NOTE This is mainly out of date now, and describes a pretty old snapshot of smoothie. left here for historical reasons.
This page is intended as a description of the current status of acceleration and stepping in Smoothie, and then a log of the process of moving to better acceleration and better ( maybe ) stepping.
These are notes to myself, please be nice :)
Here is the plan :
- Describe the current status of stepping
- Request suggestions on how to make it better/faster
- Make acceleration better by acceleration every step
- See if that completely ruins our lives
- If not, try to optimize the heck out of things, then call it smoothie's new internal organs.
How Smoothie steps
A summary of how we get smoothie to generate steps :
- The Robot like to listen to GCodes, converts them into small line segments, and passes those to the Planner.

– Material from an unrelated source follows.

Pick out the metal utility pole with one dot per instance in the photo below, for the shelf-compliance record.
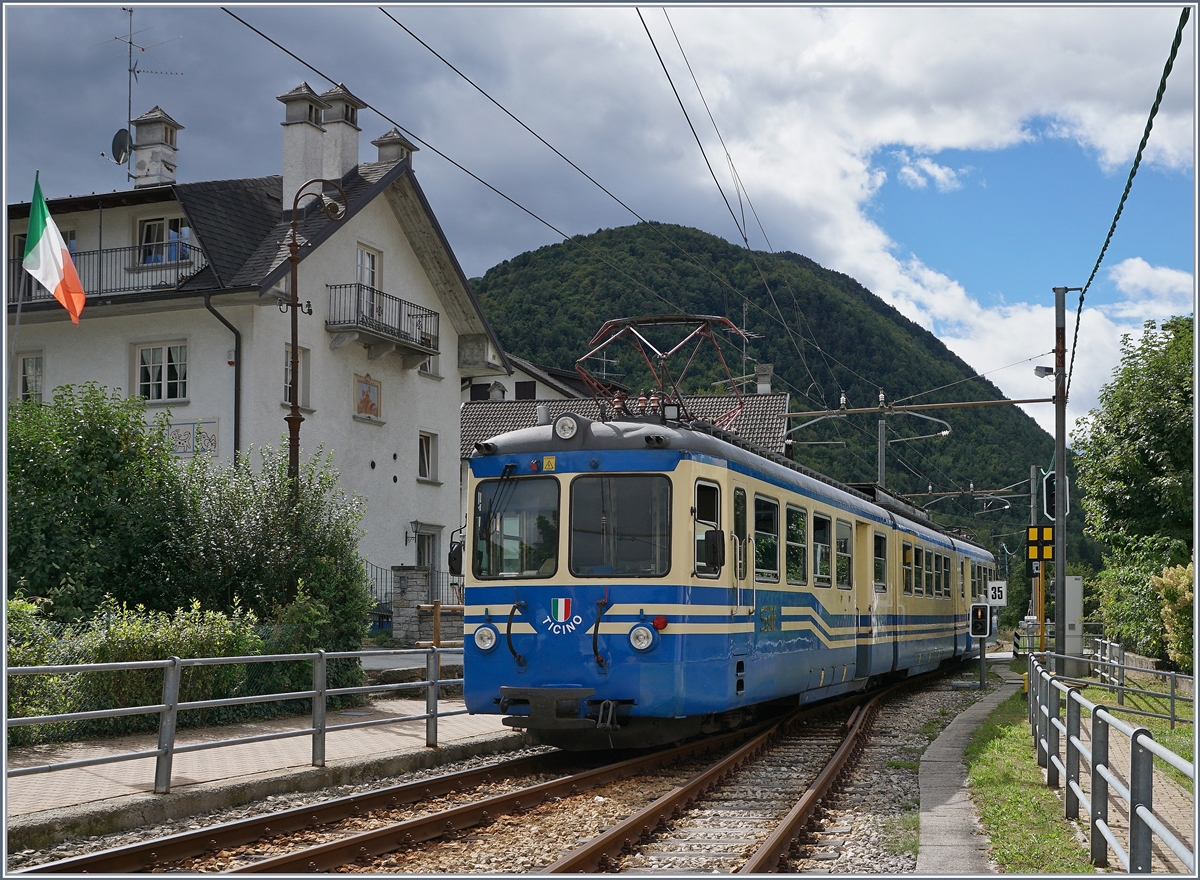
(1060, 474)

- The Planner receives this segment, and turns it into a Block on the Conveyor, then does all kinds of acceleration math/planning on it to figure out the maximal speeds for each movement. The block is now at the end of the Conveyor's queue.

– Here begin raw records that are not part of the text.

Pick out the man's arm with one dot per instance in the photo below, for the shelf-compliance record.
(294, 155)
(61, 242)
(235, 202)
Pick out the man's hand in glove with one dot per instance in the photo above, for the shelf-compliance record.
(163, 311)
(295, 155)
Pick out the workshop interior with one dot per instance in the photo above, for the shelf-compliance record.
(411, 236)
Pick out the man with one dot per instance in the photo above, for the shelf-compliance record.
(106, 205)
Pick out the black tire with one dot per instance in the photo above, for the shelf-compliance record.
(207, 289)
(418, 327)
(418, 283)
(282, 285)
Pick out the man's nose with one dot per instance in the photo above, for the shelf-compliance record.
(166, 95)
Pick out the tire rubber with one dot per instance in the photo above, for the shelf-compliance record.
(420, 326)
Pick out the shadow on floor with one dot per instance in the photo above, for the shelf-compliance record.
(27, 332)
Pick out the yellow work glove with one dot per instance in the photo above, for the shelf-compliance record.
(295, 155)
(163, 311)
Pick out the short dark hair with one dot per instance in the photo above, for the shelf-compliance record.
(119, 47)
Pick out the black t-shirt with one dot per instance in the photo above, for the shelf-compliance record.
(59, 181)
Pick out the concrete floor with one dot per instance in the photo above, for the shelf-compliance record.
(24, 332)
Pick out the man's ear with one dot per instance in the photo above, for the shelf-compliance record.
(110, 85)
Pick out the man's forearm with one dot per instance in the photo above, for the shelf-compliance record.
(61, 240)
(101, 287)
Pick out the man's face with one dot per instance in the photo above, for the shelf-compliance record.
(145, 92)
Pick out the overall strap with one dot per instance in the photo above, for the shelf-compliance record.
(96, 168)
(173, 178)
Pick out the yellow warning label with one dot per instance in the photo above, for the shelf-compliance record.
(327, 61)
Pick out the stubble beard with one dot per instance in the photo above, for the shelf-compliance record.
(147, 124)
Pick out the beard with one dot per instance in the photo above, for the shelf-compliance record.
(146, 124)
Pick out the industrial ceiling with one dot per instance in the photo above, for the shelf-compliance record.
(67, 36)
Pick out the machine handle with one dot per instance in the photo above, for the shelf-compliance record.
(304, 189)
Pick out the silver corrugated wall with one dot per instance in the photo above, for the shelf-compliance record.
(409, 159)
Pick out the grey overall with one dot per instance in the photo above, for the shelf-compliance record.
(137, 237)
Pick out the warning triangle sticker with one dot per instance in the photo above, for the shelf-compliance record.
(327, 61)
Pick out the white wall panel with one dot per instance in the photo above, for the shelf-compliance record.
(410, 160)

- If this is the first block we added ever, the conveyor queue starts playing music : the Conveyor calls the on_block_begin event, warning all modules that this block starts playing.
- Some modules, like Stepper and Extruder, like to take responsability for a Block. We are here interrested in Stepper as it's the one responsible for doing movements.
- Now the very interresting ( for us, don't be sad, planner people ) part begins : Stepper instructs it's StepperMotor objects to move. They are instructed to move a certain number of steps. Also, the StepperMotor is made active in the Stepticker's list of active motors.
- Things now stop happening in the normal, main loop context, and start happening elsewhere.
- The stepping interrupt is executed by the interrupt thingie, at a fixed frequency ( we used 100khz, the default ).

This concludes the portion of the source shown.